St. Clairsville, Ohio 43950
For Defendant-Appellant Attorney William E. Galloway
3539 West Street
Weirton, WV 26062
JUDGES:
Hon. Gene Donofrio
Hon. Cheryl L. Waite
Hon. Carol Ann Robb
Dated: July 29, 2016
[Cite as State v. Goudy, 2016-Ohio-5193.]
DONOFRIO, P.J.
{¶1} Defendant-appellant, Mark Goudy, appeals from a Belmont County
Common Pleas Court judgment convicting him of one count of reproduction of
obscene material involving a minor and one count of possession of obscene material
involving a minor, following his guilty plea and the sentence that followed.
{¶2} On May 27, 2015, appellant was charged by way of a bill of information
with one count of reproduction of obscene material involving a minor, a second-
degree felony in violation of R.C. 2907.321(A)(1); and one count of possession of
obscene material involving a minor, a fourth-degree felony in violation of R.C.

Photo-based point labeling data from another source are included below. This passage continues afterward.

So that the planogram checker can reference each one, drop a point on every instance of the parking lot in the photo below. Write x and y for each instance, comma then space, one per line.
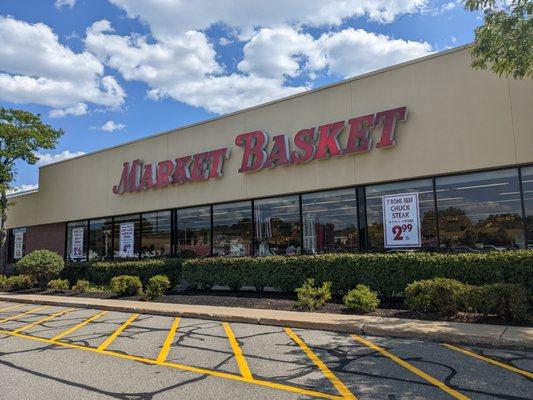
49, 352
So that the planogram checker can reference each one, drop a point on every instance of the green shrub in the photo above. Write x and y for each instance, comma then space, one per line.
101, 272
361, 299
126, 285
58, 285
156, 287
19, 282
311, 297
43, 265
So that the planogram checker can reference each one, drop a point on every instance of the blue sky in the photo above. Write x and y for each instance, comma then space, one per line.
111, 71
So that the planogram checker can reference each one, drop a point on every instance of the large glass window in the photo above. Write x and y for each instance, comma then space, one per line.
126, 236
330, 221
374, 211
156, 240
100, 239
480, 211
232, 229
193, 227
277, 226
77, 241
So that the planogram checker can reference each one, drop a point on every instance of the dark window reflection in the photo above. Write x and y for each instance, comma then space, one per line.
232, 229
374, 210
330, 221
193, 231
480, 211
100, 238
277, 226
156, 234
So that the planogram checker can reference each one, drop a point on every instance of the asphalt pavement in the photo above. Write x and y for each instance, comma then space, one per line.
51, 352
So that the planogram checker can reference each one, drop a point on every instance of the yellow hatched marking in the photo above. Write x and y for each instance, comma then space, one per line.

2907.321(A)(5). These charges stemmed from appellant’s alleged viewing and
downloading of internet pornography depicting underage girls.
{¶3} Pursuant to a plea agreement with plaintiff-appellee, the State of Ohio,
appellant pleaded guilty to the bill of information. In exchange, the state agreed to
recommend a total prison term of two years and no fine. Additionally, the state
agreed not to pursue additional charges against appellant and not to oppose a
request for judicial release. The trial court accepted appellant’s plea, entered a
finding of guilt, and set the matter for a sentencing hearing.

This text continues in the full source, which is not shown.